Recommendation 5.13: For the regulated community, the EPA’s goal should be to provide lists of acceptable NAM-based testing strategies under different purposes and contexts of use in order to establish confidence that NAM-derived data submissions to the agency will be integrated into decision-making (discussed in the next section). This could be accomplished through the EPA working with partners in the U.S. government and appropriate international organizations to develop a harmonized registry of toxicity testing methods documenting their purpose and context of use (including parallel PECO statements), internal validity, external validity, and variability.

Evaluation of NAM Data in Human Health Hazard Identification or Dose-Response Assessment

Numerous NASEM committees have recommended that government programs, including the NTP, EPA, and Department of Defense, apply rigorous systematic review-based approaches in the human health risk assessment of chemicals. Systematic review aims to minimize risk of systematic and random error and maximize transparency of decision-making. Thus, systematic review-based risk assessment frameworks provide a means of transparently and rigorously organizing, synthesizing, integrating, and evaluating relevant data.

Modern approaches of systematic review and evidence integration have largely been applied to human and laboratory animal evidence, but the general principles are applicable to other toxicity testing data used for hazard identification or dose-response. Figure S-5 illustrates a generic framework for human health hazard assessment, as well as how the concepts related to evaluating scientific confidence of NAM-based testing strategies can interface with a generic systematic review-based framework for human health hazard assessment.

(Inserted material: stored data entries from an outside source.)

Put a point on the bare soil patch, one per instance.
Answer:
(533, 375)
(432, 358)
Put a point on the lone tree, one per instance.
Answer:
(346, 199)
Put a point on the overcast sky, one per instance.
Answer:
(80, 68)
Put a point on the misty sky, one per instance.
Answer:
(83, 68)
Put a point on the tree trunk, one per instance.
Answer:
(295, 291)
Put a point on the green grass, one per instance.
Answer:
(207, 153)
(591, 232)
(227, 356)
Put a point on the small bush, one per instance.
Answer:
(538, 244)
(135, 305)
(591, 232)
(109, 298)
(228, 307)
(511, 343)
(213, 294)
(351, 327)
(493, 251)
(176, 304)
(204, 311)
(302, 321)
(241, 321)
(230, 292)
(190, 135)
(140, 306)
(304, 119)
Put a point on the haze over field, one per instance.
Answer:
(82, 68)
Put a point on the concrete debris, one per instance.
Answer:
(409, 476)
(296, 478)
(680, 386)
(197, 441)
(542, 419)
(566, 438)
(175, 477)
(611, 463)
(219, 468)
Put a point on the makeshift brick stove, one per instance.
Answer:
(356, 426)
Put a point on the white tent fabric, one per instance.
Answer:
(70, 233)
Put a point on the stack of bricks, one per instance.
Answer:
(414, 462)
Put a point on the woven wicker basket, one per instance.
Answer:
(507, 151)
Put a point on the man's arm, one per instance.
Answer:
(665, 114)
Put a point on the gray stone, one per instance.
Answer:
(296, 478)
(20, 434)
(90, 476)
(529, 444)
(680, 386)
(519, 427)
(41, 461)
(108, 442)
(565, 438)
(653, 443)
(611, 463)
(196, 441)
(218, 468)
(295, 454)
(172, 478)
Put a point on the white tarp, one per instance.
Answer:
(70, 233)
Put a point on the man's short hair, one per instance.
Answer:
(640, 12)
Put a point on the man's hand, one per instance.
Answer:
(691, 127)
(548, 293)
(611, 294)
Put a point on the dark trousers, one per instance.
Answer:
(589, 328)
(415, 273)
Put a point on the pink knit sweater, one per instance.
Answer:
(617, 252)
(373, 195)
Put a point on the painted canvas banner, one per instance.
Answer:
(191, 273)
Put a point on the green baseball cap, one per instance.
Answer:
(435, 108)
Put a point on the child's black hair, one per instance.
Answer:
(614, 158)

In current human health risk assessment approaches, studies other than human and laboratory animal evidence are typically lumped into a category of “mechanistic” evidence. However, it can be challenging to integrate such mechanistic evidence because of the diversity of study types and endpoints they entail. However, the use of parallel PECO statements (Recommendation 5.4) would enable the creation of new NAM-based evidence streams that represent bodies of evidence from studies (other than epidemiologic and laboratory mammalian studies) that are to be used as a basis for hazard identification and dose-response assessment. This is particularly important because for the many chemicals presently in commerce and those that will be in the future, human and laboratory mammalian studies evidence is lacking, and approaches to identify human health hazards in the absence of such data are needed in order to inform risk management decisions to protect human health.

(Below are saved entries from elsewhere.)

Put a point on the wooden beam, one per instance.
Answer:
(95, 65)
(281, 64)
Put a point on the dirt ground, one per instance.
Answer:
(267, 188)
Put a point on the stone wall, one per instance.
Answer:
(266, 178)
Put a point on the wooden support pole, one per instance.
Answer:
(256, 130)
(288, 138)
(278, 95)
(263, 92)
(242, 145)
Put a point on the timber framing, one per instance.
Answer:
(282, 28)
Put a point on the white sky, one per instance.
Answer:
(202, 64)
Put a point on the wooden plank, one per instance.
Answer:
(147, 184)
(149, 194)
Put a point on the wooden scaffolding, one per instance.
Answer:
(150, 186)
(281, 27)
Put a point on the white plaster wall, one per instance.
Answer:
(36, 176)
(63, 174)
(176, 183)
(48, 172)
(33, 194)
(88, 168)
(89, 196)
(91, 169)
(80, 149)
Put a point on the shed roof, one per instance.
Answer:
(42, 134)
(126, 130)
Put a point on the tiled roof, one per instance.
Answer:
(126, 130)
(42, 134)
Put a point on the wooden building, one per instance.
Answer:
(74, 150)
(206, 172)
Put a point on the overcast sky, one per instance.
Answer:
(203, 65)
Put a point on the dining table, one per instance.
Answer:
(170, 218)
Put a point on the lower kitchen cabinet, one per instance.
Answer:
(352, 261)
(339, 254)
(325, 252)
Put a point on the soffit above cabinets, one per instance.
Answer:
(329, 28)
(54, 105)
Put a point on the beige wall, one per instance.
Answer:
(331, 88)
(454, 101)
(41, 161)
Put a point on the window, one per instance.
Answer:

Indeed, evidence integration frameworks exist that include approaches for making hazard identification conclusions without human or experimental animal evidence. In addition, continued development of quantitative extrapolation approaches to derive health protective toxicity values using data from toxicity testing approaches other than human epidemiologic and laboratory mammalian toxicity studies will be needed. Data generated from evaluation of quantitative concordance with humans, as recommended previously, will be useful in developing such approaches. Moreover, NAMs provide an opportunity for the EPA to better evaluate the range of human variability and incorporate it into their dose-response for all endpoints, in line with previous NASEM recommendations.

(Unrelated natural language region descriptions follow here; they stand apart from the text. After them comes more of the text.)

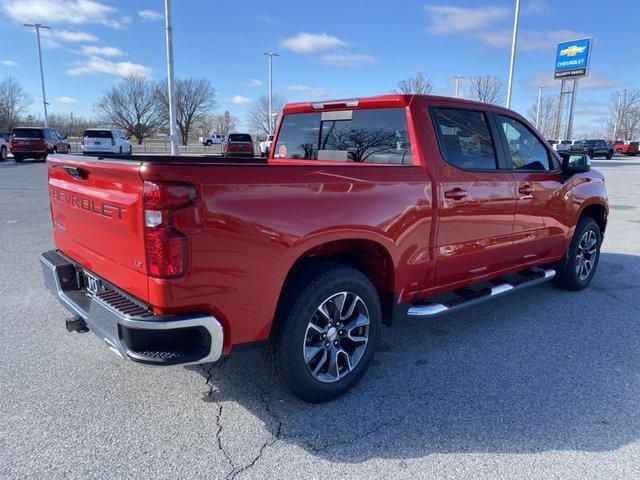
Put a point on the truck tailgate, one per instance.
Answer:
(96, 209)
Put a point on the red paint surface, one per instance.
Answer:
(251, 221)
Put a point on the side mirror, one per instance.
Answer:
(573, 163)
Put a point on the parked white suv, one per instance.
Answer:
(213, 139)
(562, 146)
(105, 140)
(265, 146)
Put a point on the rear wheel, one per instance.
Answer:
(579, 265)
(325, 331)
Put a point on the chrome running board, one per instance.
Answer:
(467, 297)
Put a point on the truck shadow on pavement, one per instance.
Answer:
(536, 371)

Recommendation 5.14: The EPA should develop and utilize a framework for hazard identification and deriving toxicity values protective of public health that does not require human epidemiologic or laboratory mammalian toxicity data. This framework should also enable NAM-based data to be integrated with human epidemiologic and laboratory mammalian toxicity data. In so doing, the EPA should continue to follow previous NASEM recommendations related to systematic review and risk assessment. This will ensure a seamless handoff between evaluation of NAM-based testing strategies and evaluation of scientific confidence of NAM data for individual chemicals.